Saturday, November 6, 2004



ROOTS

Words from people

Deepti

Mrs Grundy is an extremely conventional or priggish person. This eponym comes from the character named Mrs Grundy in the play Speed the Plough by the British playwright Thomas Morton. Perhaps, the Mrs Grundy of Archie’s Riverdale is also a take-off on this one. Dolly Varden, a character known for her colourful costume in the novel Barnaby Rudge by Charles Dickens, has given her name to a colourfully spotted trout (Salvelinus malma) of North America and Eastern Asia. An efficient, faithful male aide or employee is usually called a Man Friday, after a character in Daniel Defoe’s Robinson Crusoe.

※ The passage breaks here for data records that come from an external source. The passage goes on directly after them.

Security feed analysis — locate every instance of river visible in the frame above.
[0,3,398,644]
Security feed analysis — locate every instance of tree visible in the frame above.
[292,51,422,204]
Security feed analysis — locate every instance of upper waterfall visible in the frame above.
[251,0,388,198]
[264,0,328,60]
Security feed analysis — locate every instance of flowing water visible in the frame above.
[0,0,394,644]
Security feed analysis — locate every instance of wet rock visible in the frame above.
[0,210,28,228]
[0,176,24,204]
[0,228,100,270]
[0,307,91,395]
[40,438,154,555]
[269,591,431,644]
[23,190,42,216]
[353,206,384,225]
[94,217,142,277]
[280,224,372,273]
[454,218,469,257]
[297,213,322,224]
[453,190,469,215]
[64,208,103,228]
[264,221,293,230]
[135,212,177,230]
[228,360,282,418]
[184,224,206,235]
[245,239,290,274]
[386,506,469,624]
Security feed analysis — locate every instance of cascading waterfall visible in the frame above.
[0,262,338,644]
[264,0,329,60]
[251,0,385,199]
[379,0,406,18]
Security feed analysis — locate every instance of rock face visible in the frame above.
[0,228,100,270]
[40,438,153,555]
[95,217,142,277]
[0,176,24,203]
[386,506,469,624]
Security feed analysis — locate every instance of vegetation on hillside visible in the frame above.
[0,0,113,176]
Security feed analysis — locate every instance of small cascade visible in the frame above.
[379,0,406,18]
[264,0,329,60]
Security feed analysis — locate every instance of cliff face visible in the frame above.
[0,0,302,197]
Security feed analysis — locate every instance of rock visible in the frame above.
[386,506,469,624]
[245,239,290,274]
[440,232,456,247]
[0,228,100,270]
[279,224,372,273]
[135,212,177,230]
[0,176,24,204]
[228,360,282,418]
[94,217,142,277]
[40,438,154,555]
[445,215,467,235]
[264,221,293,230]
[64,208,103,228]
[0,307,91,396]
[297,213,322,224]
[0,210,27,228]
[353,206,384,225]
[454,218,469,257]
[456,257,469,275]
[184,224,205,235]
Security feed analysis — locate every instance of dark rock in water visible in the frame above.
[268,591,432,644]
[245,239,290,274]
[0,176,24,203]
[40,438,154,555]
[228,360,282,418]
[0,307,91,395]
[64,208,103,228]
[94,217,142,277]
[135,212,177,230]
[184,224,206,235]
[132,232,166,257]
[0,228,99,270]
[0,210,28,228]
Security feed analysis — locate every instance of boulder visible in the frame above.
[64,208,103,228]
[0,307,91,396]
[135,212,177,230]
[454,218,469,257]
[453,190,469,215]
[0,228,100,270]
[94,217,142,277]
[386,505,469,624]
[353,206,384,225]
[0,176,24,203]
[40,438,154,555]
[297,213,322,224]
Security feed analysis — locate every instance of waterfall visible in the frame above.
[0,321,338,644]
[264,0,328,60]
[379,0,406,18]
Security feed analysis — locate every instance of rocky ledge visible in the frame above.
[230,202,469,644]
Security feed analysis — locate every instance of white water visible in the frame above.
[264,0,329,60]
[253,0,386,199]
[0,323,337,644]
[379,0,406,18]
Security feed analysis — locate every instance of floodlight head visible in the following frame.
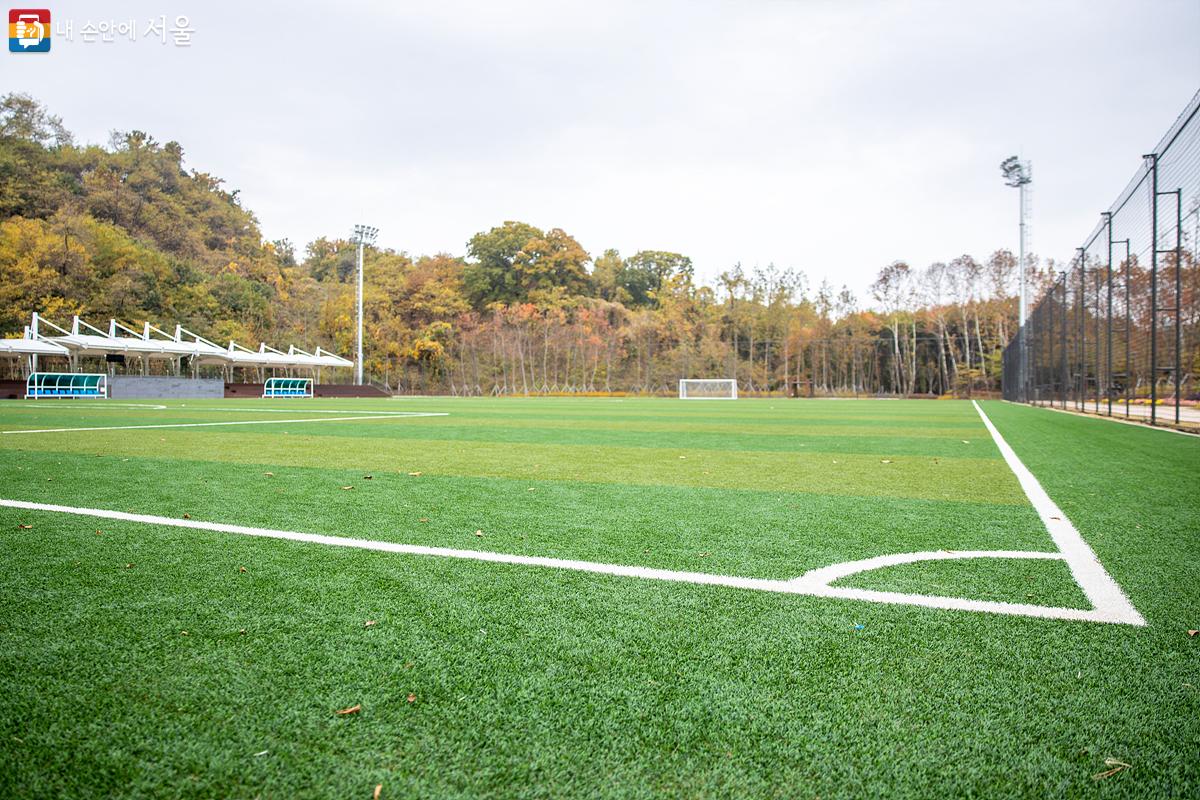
[350,225,379,245]
[1000,156,1033,186]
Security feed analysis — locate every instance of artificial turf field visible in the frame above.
[0,398,1200,798]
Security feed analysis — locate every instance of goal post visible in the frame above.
[679,378,738,399]
[263,378,312,397]
[25,372,108,399]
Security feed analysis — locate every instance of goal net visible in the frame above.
[679,378,738,399]
[263,378,312,397]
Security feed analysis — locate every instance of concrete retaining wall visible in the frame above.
[108,375,224,399]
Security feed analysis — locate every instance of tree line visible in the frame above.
[0,94,1070,395]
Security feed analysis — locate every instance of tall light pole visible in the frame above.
[350,225,379,386]
[1000,156,1033,402]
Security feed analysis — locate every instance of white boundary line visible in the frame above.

When Walt Disney created Mickey Mouse, he could hardly have even imagined the range of meaning the name would one day acquire, especially in slang. The range of meaning for Mickey Mouse stretches from unimportant or trivial to irritatingly petty to intellectually unchallenging or simple. Anything that is blandly sentimental is also termed a Mickey Mouse piece. And, it is also used for popular compositions and performers or a soundtrack that accompanies the action in an unsubtle or melodramatic way suggestive of music written for cartoon films.

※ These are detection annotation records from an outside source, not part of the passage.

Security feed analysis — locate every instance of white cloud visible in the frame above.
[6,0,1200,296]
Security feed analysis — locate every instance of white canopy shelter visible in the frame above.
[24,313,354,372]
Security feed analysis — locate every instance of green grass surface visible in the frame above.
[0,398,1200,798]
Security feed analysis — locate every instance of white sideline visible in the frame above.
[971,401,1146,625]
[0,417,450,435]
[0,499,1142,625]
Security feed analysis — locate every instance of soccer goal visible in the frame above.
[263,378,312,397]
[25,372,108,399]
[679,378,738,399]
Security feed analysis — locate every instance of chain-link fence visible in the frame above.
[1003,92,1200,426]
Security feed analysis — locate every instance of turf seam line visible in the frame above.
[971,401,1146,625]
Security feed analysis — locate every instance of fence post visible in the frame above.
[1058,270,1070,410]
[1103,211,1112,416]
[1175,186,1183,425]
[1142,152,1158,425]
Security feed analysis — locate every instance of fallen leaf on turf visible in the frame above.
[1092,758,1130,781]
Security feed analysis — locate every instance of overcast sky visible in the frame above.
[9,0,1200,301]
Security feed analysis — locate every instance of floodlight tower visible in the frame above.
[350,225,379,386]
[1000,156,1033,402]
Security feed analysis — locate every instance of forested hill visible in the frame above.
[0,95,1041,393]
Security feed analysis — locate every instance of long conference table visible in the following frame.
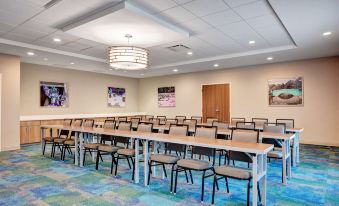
[41,125,280,206]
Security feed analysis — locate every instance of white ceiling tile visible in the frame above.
[182,0,228,17]
[133,0,177,13]
[234,1,273,19]
[158,6,196,23]
[224,0,258,8]
[202,10,242,26]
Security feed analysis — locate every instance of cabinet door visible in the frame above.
[20,126,29,144]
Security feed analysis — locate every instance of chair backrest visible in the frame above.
[166,119,178,126]
[82,119,94,127]
[157,116,166,124]
[229,130,259,163]
[191,116,202,123]
[175,116,186,124]
[275,119,294,129]
[231,117,246,126]
[103,119,115,129]
[184,119,197,131]
[62,119,72,126]
[131,118,140,128]
[73,119,83,127]
[236,122,255,129]
[212,121,228,129]
[206,117,218,125]
[191,127,217,159]
[137,123,153,132]
[252,118,268,128]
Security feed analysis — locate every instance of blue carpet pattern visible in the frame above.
[0,145,339,206]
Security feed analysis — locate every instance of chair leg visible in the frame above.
[114,155,119,177]
[95,150,100,171]
[247,180,251,206]
[200,170,206,202]
[212,175,217,205]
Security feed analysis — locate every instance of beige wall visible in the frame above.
[0,54,20,151]
[20,63,138,115]
[139,57,339,146]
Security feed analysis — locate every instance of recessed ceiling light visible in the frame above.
[53,38,61,42]
[323,31,332,36]
[248,40,255,44]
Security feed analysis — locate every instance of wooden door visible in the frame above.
[202,84,230,123]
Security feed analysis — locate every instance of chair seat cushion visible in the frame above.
[53,138,66,143]
[118,149,135,156]
[151,154,180,164]
[177,159,212,170]
[84,143,102,149]
[214,165,252,179]
[98,145,119,152]
[267,150,282,158]
[64,139,75,146]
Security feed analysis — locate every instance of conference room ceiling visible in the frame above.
[0,0,339,78]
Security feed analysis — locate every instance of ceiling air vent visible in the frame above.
[167,44,191,52]
[44,0,62,9]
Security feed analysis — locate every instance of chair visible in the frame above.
[95,122,131,174]
[147,124,188,192]
[174,127,217,202]
[83,120,115,165]
[114,123,153,180]
[231,117,246,126]
[252,118,268,130]
[206,117,219,126]
[42,119,72,156]
[131,117,141,131]
[175,116,186,124]
[236,122,255,129]
[212,130,261,205]
[191,116,202,123]
[275,119,294,129]
[51,119,83,159]
[157,116,166,124]
[262,123,286,182]
[184,119,197,136]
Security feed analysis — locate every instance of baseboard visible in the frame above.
[0,146,20,152]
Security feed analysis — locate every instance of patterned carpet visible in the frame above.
[0,145,339,206]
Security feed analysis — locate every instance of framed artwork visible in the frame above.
[107,87,126,107]
[268,77,304,106]
[158,87,175,107]
[40,81,68,107]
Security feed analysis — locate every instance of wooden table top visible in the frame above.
[41,125,273,154]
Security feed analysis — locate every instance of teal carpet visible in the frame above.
[0,145,339,206]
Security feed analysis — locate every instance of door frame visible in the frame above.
[200,82,232,121]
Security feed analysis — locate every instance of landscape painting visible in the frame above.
[40,81,68,107]
[158,87,175,107]
[268,77,304,106]
[107,87,126,107]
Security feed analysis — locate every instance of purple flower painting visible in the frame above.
[40,82,68,107]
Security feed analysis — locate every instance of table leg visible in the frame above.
[79,133,85,167]
[252,155,258,206]
[282,141,288,185]
[261,154,267,205]
[144,140,149,186]
[132,139,140,183]
[74,131,80,166]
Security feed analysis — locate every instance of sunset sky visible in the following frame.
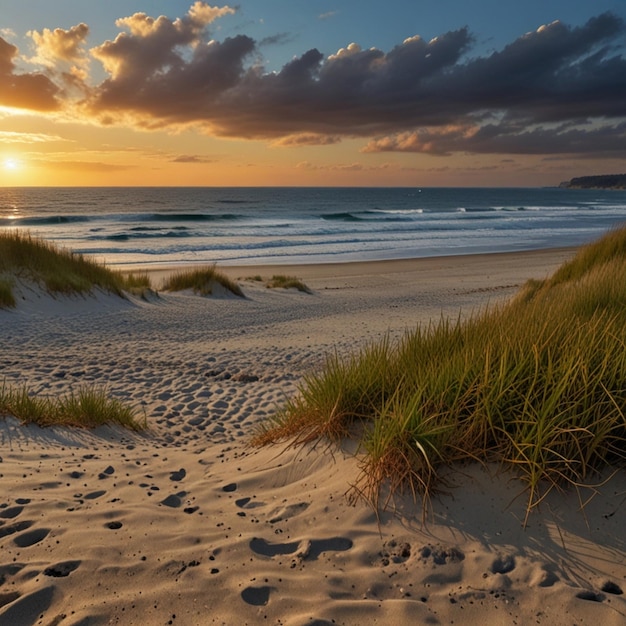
[0,0,626,186]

In television programmes where competitors figure, the judges are often called the big brothers, the idea being that they would provide guidance and suggestions to the amateur performers. George Orwell used big brother for a character in his novel Nineteen Eighty-Four and the Orwellian sense stands preserved in Big Brother, an omnipresent and seemingly benevolent figure who represents the oppressive control exerted by a state, organisation or government over individual lives. In this sense, a Big Brother could be a state, an organisation or a leader. Xanadu, a word for an idyllic, beautiful place owes its origin to Xanadu, a place in S.T. Coleridge’s poem Kubla Khan, where Coleridge writes: " In Xanadu did Kubla Khan

A stately pleasure-dome decree."

Coleridge himself borrowed the toponym of Xanadu from Xandu, the summer home of Kublai Khan. The accounts of Marco Polo’s travels to the East and his description of Kublai Khan’s kingdom created an aura of exotic luxury and grandeur around Xanadu, enticing Coleridge into writing a poem located in Xanadu.